The No. 2 finisher in Haiti’s presidential elections, who this year boycotted the runoff until sweeping changes were made to the electoral machinery, said that an audit of the balloting confirmed his declarations that the vote was tainted by “massive fraud.” Now the country’s Provisional Electoral Council (CEP) needs to “sanction the person who committed the fraud, the people who helped defraud,” Jude Célestin said in an exclusive interview with Radio Kiskeya in Port-au-Prince. Asked who that was, Célestin replied: “Everyone knows, the entire population knows the candidate who was the fraudster, for whom the fraud was done on behalf of.” Célestin qualified for the second round against Jovenel Moïse, the choice of former President Michel Martelly. Moïse has denied the fraud allegations and accused opponents of using them to try to kick him out of the race. His PHTK party has refused to recognize the report. A PHTK operative told the Miami Herald that Célestin has to be referring to another one of the top finishers.

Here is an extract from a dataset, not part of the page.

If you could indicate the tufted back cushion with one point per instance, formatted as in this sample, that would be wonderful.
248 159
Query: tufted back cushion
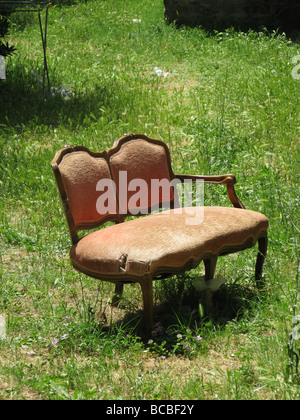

This is the first time that Célestin, who was removed from the runoff in 2010 after the opposition accused then-President René Préval of rigging the elections in Célestin’s favor, has called for Haiti’s electoral law on fraud to be applied. “I am sure that [the election machinery] didn’t defraud on my behalf; I didn’t have contact with the machine,” he said about last year’s vote. Appointed by interim President Jocelerme Privert, the verification commission has called for the first-round presidential vote to be re-run.
The commission also recommended that a number of legislative candidates, including a women’s-rights activist from the Artibonite Valley who lost her seat in the Lower Chamber of Deputies in favor of the relative of a powerful senator, have their victories reinstated.
The CEP, which has the final say, has until June 6 to publish a revised electoral timetable. The report has triggered mixed reactions in Haiti and among foreign diplomats who praised the Oct. 25 elections while dismissing the fraud allegations.